Nick asked whether quoting a name that is not in scope is an error. Indeed this is an error. TH quotes are lexically scoped, so a quoted name always refers to the name in scope at the point of the quotation, whether that name is itself lexically scoped, or a qualified global name. Global names add some subtleties, because they might not be imported in the scope where the quote is spliced. But the TH authors have thought about these things, and TH generally works as you'd expect it to.

It is possible to create a quoted AST with a "free variable" that can be captured by whatever name happens to be in scope at the point of splicing, but you have to go out of your way to do that explicitly. See the TH paper for the details.

Applications

Sanj asked what applications make use of Template Haskell and QuasiQuotes. I mentioned Yesod, since Ben's Yesod talk was up next, but here are a few more.

Derive: A library and tool for automatically deriving type-class instances. Uses reification to inspect the data type whose instances are to be derived, and provides ready-to-splice quoted declarations for the derived instances.

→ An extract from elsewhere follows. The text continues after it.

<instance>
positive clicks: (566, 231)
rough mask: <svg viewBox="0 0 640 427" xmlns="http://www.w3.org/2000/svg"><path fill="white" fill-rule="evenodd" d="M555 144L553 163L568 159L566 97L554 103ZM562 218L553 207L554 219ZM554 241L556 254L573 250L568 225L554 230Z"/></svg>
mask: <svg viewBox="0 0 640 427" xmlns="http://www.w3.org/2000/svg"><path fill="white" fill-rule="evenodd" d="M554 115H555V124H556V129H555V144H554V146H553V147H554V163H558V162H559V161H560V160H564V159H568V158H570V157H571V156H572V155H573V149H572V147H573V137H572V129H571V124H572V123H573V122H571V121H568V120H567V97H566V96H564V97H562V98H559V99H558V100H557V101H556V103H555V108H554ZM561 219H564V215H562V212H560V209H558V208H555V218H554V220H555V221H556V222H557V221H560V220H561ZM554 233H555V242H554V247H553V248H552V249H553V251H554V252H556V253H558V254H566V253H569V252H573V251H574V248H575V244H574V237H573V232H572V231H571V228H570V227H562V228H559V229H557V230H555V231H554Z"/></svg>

Data Accessor: A library for defining composable accessors for fields of data types. Comes with a Data Accessor Template package which uses reification to generate the accessors for a data type. The Lenses package provides similar capabilities, also using Template Haskell.

Boomerang: A library for defining invertible parsers. Uses Template Haskell to automatically derive some parser and pretty-printer combinators for a give data type.

For more examples, you can fetch the Hackage index and grep the cabal files for "TemplateHaskell" or "QuasiQuotes" (to find uses of the language extensions), or for "template-haskell" to find dependencies on the support libraries.